The first book Sendak illustrated was Atomics for the Millions published in 1947.

Interest also appears to be growing in the early editions of the Little Bear books written by Else Holmelund Minarik with Sendak illustrations. These came out as part of popular I Can Read series. In fact, Little Bear was the first book in this influential series which began in 1957.

It is very difficult to find early editions of the Little Bear books with dust jackets. Most of what comes to market is in the truly shabby condition - the result of being read to pieces. At the moment it’s not that the early Little Bear books are expensive, just that they hardly ever show up in the pristine condition that appeals to collectors.

In addition to the Hanrahan bibliography, another essential reference title is the Art of Maurice Sendak by Selma Lanes published by Abrams in 1980. The first printing has a clear mylar wrap over unlettered color pictorial boards of the Wild Things. The mylar has white overprinting. The first edition also contains a Red Riding Hood pop-up on page 37. Later editions drop the mylar wrap and substitute a photo for the actual pop-up.

Not Everything Interesting Is Expensive

Though it’s easy to drop big bucks forming a Sendak collection from scratch, not everything is expensive.

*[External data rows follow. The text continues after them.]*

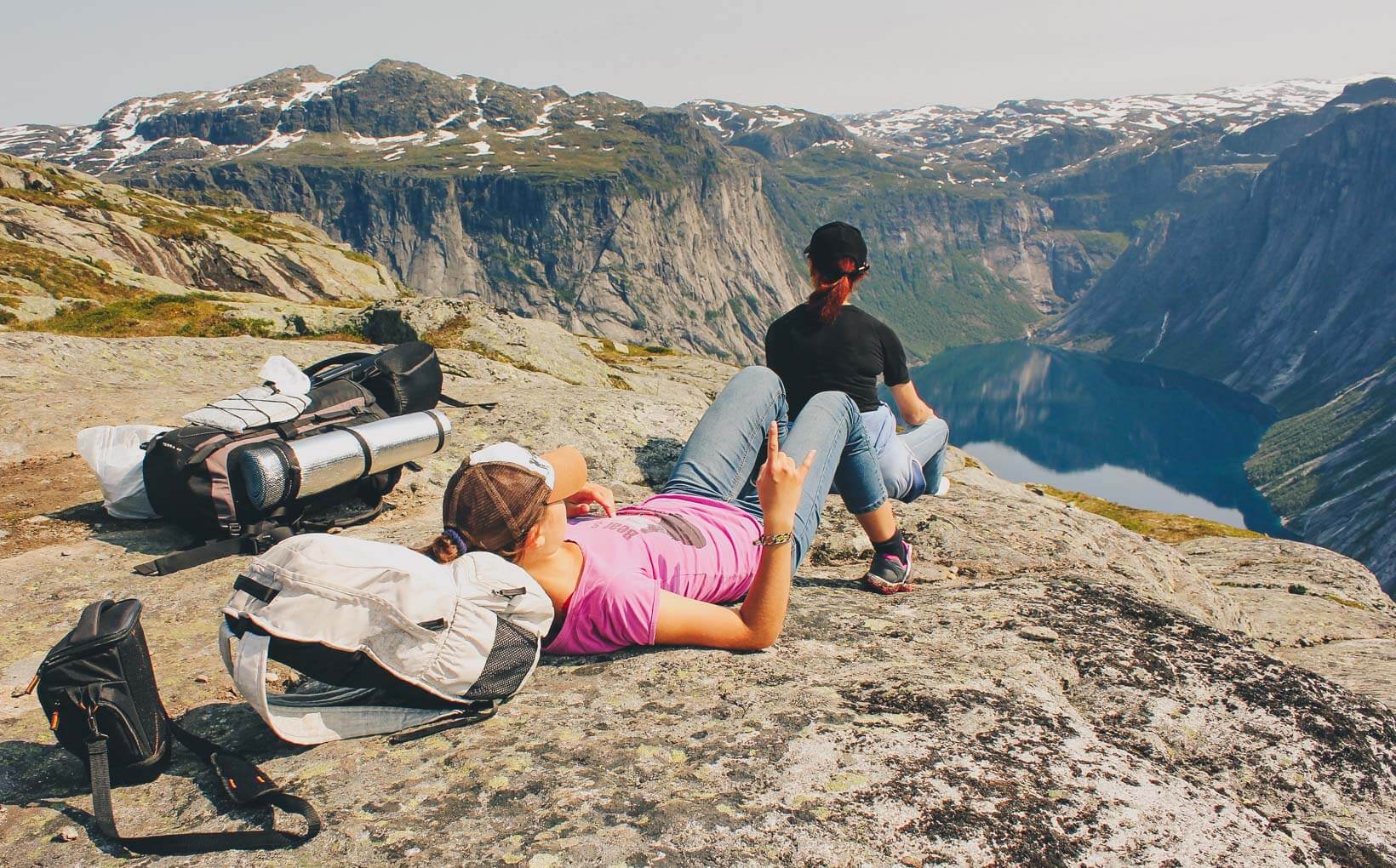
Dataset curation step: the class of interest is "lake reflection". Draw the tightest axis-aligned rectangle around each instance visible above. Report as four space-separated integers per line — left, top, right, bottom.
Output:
912 342 1282 533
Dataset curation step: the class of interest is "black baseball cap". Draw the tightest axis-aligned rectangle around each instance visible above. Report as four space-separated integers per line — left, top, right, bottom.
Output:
804 220 868 277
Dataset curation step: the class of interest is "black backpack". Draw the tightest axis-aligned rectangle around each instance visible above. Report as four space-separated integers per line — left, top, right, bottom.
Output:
29 600 320 855
135 340 441 575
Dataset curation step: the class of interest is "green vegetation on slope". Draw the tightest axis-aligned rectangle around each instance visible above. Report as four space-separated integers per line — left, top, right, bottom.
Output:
765 146 1050 358
0 238 135 301
1029 486 1263 543
1245 360 1396 517
22 292 271 338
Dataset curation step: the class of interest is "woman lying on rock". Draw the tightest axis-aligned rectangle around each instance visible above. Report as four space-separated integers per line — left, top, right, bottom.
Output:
421 367 896 654
766 222 949 593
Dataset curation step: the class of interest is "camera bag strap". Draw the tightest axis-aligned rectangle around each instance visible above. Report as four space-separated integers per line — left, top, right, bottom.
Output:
88 722 320 855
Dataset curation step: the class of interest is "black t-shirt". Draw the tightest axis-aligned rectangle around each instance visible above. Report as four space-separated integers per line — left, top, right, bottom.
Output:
766 304 912 417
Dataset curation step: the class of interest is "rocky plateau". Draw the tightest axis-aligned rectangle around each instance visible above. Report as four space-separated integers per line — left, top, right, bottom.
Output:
0 300 1396 868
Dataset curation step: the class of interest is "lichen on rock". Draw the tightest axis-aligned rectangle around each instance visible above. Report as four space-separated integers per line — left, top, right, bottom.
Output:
0 303 1396 865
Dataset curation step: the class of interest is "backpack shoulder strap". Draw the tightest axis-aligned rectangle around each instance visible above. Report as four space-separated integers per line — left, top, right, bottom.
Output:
88 722 320 855
133 524 293 576
218 622 477 744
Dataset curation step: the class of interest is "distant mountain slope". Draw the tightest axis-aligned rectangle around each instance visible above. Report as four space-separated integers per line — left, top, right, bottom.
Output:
1043 100 1396 591
0 60 1108 360
846 78 1343 168
0 155 399 323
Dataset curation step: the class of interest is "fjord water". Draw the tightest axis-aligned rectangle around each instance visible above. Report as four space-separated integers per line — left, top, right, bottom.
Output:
912 342 1283 534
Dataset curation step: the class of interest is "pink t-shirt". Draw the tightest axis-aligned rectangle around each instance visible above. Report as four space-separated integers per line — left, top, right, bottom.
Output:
545 494 761 654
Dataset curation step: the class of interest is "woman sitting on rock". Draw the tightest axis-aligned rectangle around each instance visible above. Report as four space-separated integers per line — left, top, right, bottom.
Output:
766 222 949 593
421 367 896 654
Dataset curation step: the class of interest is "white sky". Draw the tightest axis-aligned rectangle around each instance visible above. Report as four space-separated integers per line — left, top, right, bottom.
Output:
0 0 1396 126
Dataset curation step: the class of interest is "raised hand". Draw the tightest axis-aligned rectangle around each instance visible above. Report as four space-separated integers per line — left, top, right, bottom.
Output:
757 421 815 533
567 483 615 517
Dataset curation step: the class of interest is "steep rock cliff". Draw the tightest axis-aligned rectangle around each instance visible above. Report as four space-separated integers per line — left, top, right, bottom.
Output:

The later works are abundant and inexpensive. His most recent title, a pop-up called Mommy, published in 2006, is still widely and easily available.

If you were in New York City during Christmas 1996 you could have picked up a free poster showing a Wild Thing storming Gotham. It was handout at the Sony exhibit. There are many other Sendak illustrated posters at reasonable prices.

Just a short time ago a signed first with a dust jacket of Higglety Pigglety Pop!(1967) went for $20 on eBay. Somebody got a deal.